Of the 26 nationwide such centers to merit the National Cancer Institute's highest designation - Comprehensive Cancer Center - two are located in New York City: . To earn the title, both hospitals met a series of rigid requirements set forth by the NCI, including strong laboratory and clinical research, the ability to put these results into practice, and high priority trials for promising treatments. Because an array of specialists are housed under one roof, patients benefit from the medical equivalent of one stop shopping.

The hospital I had chosen had been using 3 D-CRT (Three Dimensional Radiation Therapy) since 1990 and had amassed a great wealth of experience in its use. They had been using the knowledge gained here to develop and perfect IMRT, which is a technical progression from 3D-CRT. I realize that commuting to treatment for 45 daily sessions would involve four hours cumulative travel of 200 miles per day times 45 days or 9000 miles by train, while I lived in a suburb of N.Y. The entire daily regimen, including treatment, would require about 7 hours.

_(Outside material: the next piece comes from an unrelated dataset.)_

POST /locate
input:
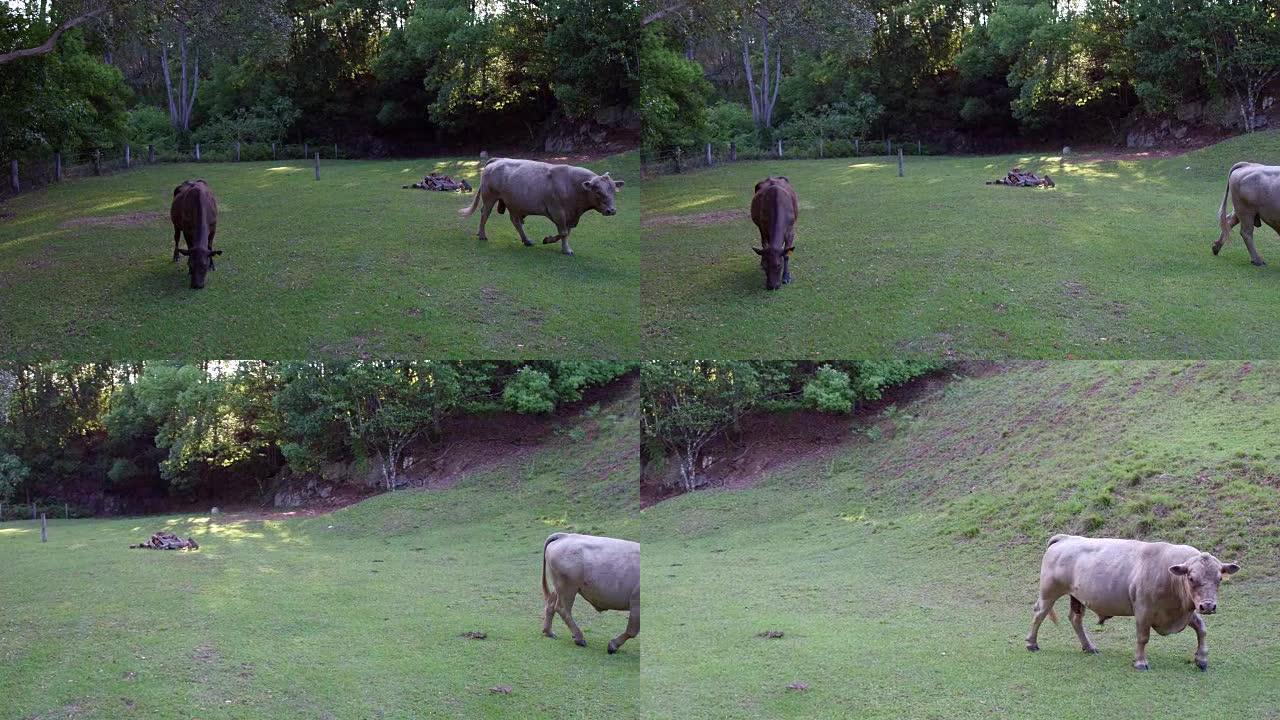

The difficulties or inconvenience of the daily journey were of little consideration when I could have the finest treatment available administered by superlative and dedicated cancer specialists who see more cancer patients in a year than most doctors see in a lifetime.

While waiting for my appointment in New York I had some the preliminary work done at local hospitals or health care centers. These included: Bone Scan, MRI, more blood testing. A diagnostic CT scan can be performed outside of the cancer treatment facility. However, a CT Scan, for treatment planning purposes MUST be performed in the same facility which will perform the ultimate IMRT procedure.

I had my appointment with my radiation oncologist in late November 1996. Additional testing during that session downgraded my PSA from 14.5 to 10.45. It is important to note the range possible in PSA testing from different labs or even the same lab on different dates in a short time span. The test is accurate to +/- 30%. My Gleason number was upgraded to 7.0 from 6.0. My radiologist indicated that both his hospital and some others tend to give sightly higher Gleason Scores than regional labs. So with this final and expert result in I could then quantify my cancer as: PSA = 10.45, Gleason = 7.0 and TNM = T2B. My cancer cells finally had a first, last and middle name!!

The personnel in New York recommended the IMRT procedure. I was pleased at this because this recommendation agreed exactly with my own thoughts after a highly intensive study of all the appropriate literature I could find.

The procedure would begin with three months of Androgen Ablation Therapy. Then the IMRT therapy would begin concurrent with an additional three months of androgen ablation. At the conclusion of 42 treatment sessions both the androgen ablation and the radiation would cease at 7,560 RADS. I could expect a 60% - 70% chance of a cure - about as good as any other form of treatment.

It is important to understand that cure rates referenced in this narrative are rough estimates based on the experience at the treatment center I had chosen. They are based on radiation treatment when the cancer cells are confined within the prostate gland.

Example: With 8100 rads of radiation the odds of having a positive biopsy, after conformal radiotherapy is less than 10% or is reported as a 90% chance of cure.

Prior to my meeting with my radiation oncologist I studied the potential side effects of the proposed treatment. . However I was not privy to much of the details of the technology at that time.

My radiation oncologist would measurably expand my education over the time we spent together in the coming months. I had arrived at the decision that the IMRT therapy was best suited for my case.

My radiation oncologist agreed with me and then added the Total Androgen Ablation protocol and submitted this entire program to a multidisiplinary prostate conference consisting of Radiation Oncologists, Medical Oncologists, Pathologists, and Urologists. This conference concurred that this was the proper treatment for my case. Baseline tests were done on liver function to monitor the Casodex side effects and testosterone levels.